A young man fielding

The reason is a rather simple one. It’s the identity of the country in global terms. In sports term, the identity is definitely baseball. In fact, if it wasn’t for the fact that MLB is located in the U.S. and the fact that the U.S. out-populates the Dominican Republic 30 times to 1, there would be far more Dominicans than Americans in Major League Baseball. So even though there are technically more Americans in the league, the Dominican Republic should be better recognized as the baseball powerhouse that it is. Baseball is the identity of this small Caribbean country, in terms of sports. But globally, it’s identity is poverty. While in better economic shape than its neighbor Haiti, the Dominican Republic is still an extremely poverty-stricken country. While poverty serves as a horrible abstract force of oppression, it also serves as a blessing in disguise.
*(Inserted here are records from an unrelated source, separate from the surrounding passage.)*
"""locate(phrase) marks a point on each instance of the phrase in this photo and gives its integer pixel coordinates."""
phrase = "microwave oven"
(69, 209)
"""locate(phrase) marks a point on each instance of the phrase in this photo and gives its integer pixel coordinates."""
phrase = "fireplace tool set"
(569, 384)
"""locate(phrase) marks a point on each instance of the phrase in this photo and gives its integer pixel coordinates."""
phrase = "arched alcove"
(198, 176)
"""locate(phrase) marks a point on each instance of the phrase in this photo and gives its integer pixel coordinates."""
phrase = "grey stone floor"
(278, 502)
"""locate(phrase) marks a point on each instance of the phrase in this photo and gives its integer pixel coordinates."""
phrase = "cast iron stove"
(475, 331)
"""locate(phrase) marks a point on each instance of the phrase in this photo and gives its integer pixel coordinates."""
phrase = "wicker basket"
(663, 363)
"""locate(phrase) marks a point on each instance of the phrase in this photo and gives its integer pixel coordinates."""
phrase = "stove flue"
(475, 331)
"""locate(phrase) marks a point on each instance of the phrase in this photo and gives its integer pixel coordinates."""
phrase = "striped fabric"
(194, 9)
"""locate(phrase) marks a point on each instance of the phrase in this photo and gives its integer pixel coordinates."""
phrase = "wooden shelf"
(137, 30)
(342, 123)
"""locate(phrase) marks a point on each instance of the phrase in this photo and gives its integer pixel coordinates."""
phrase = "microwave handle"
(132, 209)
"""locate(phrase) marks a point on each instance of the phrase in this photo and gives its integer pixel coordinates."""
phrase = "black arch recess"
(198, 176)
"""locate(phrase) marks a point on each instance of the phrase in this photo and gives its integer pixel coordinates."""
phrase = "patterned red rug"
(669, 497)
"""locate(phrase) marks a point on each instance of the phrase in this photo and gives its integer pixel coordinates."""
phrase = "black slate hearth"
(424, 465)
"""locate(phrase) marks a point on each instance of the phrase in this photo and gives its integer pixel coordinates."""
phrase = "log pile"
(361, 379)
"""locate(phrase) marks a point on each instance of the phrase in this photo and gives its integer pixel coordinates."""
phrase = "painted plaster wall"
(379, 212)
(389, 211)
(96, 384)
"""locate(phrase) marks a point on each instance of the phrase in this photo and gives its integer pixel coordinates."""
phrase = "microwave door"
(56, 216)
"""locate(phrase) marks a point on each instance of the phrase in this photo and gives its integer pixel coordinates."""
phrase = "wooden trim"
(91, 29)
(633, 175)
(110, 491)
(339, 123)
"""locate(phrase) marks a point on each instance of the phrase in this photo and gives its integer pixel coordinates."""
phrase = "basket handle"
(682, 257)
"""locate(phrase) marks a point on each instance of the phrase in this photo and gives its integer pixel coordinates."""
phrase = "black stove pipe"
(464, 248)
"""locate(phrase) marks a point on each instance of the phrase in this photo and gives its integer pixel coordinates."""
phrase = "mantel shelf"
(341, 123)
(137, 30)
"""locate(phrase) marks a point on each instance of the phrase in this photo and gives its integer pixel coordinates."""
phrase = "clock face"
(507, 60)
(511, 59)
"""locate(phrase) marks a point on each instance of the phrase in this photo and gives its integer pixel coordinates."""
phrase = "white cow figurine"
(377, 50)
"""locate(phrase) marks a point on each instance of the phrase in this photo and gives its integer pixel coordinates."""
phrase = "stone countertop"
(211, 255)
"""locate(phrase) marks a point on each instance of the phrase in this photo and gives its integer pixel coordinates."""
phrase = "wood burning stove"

The cruel reality behind the country’s poverty is that a lot of these players that we see in the big leagues today were blessed to have come up surrounded by such poverty.

A "dugout"

Talent is developed. But, talent isn’t enough. Potential may be set, but it may never be reached. Motivation is the uniting force that allows talent to reach its potential. Without that motivating force, it’s extremely difficult to reach such potential, solely on personal desire. One may want to succeed, and while that’s nice, it’s not nearly as enough as one who needs to succeed. One who needs to improve the quality of life in which his or her parents is currently living. The motivation that poverty radiates isn’t that of desire, but rather of necessity. It’s what drives a young man or woman to work 24-hours a day, 7-days a week, year-round. The reason why the Dominican Republic breeds such great baseball players is because baseball serves as the only means of truly escaping poverty. Just ask the 30 MLB teams that have established baseball academies in the country, in attempt to buy some of the best talent in the world – for cheap. For what may seem like chump-change ($5,000) to an MLB organization, is the opportunity of a lifetime for a young kid who’s never had a lightbulb in his home.